In Kyoto I saw three uniformed men by the gated entrance to a building site near the town center. The uniforms were immaculate: blue blousan-style jackets and trousers, yellow hard-hats, yellow boots, and wide yellow belts. When a truck approached the gate from the inside, one of the men strode into the street and held up the traffic with an immaculate flag of the same blue as his uniform. The second opened the gate, and the third followed the wheels of the emerging truck with a brush and large dust-pan, energetically sweeping up any stones or dust that fell from it. When the truck had departed, the gate was closed, and the man with the flag bowed to the drivers on both sides of the road and withdrew to await the next truck's arrival.

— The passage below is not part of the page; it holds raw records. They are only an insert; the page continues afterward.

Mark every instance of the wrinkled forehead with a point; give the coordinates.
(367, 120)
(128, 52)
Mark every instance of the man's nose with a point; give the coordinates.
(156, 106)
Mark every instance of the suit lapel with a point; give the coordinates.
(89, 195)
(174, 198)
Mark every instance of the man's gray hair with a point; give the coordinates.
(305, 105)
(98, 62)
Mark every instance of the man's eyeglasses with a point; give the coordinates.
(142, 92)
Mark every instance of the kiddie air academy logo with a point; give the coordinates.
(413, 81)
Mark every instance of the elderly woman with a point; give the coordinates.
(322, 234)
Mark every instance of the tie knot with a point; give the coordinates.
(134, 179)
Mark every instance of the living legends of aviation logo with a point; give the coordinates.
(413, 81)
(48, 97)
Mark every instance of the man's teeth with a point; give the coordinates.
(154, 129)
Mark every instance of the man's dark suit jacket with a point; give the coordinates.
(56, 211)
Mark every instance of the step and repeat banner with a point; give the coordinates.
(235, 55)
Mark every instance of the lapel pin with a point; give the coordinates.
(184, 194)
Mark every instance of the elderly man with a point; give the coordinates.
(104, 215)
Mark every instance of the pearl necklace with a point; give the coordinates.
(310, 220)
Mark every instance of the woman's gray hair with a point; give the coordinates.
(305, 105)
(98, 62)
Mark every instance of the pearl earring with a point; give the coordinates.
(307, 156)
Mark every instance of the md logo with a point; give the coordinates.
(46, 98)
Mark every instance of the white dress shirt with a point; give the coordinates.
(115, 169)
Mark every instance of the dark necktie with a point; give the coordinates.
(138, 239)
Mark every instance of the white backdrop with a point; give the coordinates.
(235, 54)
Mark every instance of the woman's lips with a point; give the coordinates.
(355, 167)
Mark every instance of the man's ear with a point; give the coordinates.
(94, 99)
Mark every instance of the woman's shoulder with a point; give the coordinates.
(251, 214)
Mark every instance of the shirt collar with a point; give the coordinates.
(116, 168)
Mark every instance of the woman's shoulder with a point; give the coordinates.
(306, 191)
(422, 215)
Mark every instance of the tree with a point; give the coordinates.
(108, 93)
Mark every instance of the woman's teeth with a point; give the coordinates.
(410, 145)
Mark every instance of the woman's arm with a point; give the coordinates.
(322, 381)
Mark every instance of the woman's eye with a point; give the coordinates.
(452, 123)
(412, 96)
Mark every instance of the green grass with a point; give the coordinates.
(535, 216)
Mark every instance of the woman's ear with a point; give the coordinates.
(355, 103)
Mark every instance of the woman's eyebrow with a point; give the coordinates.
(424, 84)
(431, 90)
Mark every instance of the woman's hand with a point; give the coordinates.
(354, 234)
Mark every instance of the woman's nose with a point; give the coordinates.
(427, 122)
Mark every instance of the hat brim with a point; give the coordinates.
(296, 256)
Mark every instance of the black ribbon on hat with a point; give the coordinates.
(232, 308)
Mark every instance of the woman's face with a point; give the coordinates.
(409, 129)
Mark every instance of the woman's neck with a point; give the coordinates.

My colleague's partner is a tall, blond, strikingly attractive Russian woman. She said that Japan is the only country she has ever felt entirely safe from any form of harrassment by men. The only occasion she could recall having been spoken to by a strange man had occured some weeks earlier. Her schedule meant that she had to walk late at night some distance through the suburbs of Nagoya. One night, with virtually no-one around, she was stopped by a policeman. He told her that when she walked along the sidewalk she should try to not swing her purse so freely, but hold it closer to her body. He then politely bade her goodnight.
It is shaming to see in downtown Nagoya dozens of bicycles lined up outside an office building, and not one with a lock. It is inconeivable that anyone would steal. I was told by my colleague of a visiting friend who left her purse on one of the city trains in Tokyo. She was very distressed, as it had her passport and wallet in it. He assured her not to worry, that the train followed a circular route around the city. They checked the schedule and discovered it would retun in an hour and a half. They shopped then went back to the station and stood at the point where she had got off an hour and a half earlier. The train doors opened. She went to the seat she had been sitting in, and there was her purse.
At Nagoya airport on my way home I was delighted by an exquisite event. Three Japanese businessmen had identified with large printed signs three American businessmen they were to welcome. Both groups had clearly studied the customs of the other country. As they approached each other the three Americans bowed low while the three Japanese put out their hands to be shaken.